In over a year everything for me has changed so drastically. A year and a half ago, I was without a job, blowing every cent of money I had on going out 3 times a week and getting so drunk I couldn’t remember a thing. I was being carried home, I’d basically live with friends because I couldn’t stand my own company (or my family’s).
I lost my best friend/first boyfriend/love to cancer not long after helping friends cope with another friends suicide. Months after, there was another suicide and another death of a friend due to circumstances out of his control and I honestly could not deal with all of this. There was a period of about 7 months where all I could see around me was heart break, plus trying to mend my own heart and I couldn’t deal with it.
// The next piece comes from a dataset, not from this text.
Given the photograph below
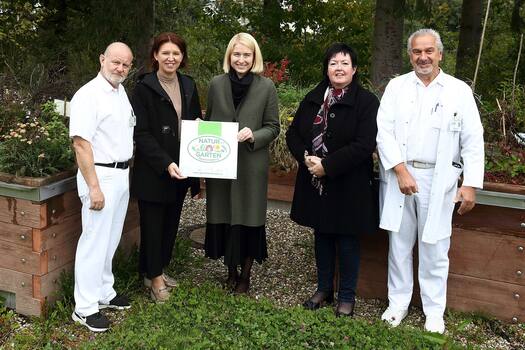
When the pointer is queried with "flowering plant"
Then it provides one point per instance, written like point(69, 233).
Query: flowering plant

I often thought about quitting, giving up and throwing all of my progress away because I was so angry. And of course there’s still alot of questions that are unanswered for me and it makes me so fucking frustrated.. But I guess shit happens, right?
Having a mother who has manic depression, I was never taught how to deal with stress, and I burned alot of bridges and ruined alot of oppurtunities I was given, purely because I didn’t have the strength to pull myself out of bed.
It’s funny reminiscing on all of this, because I’ve grown so much.
I’ve learnt how to control my emotions and anxiety the best I can, and it’s all from being thrown in the deep end when I didn’t know how to swim.. Basically.
I grew my own wings and moved out of home. I got a job and excelled in it. I made new friends, got a very loving boyfriend who I’m so lucky to have and I grew the fuck up.
I don’t know the point of this.. I guess it just goes to show you that things always get better. No matter how dark the place you’re in is.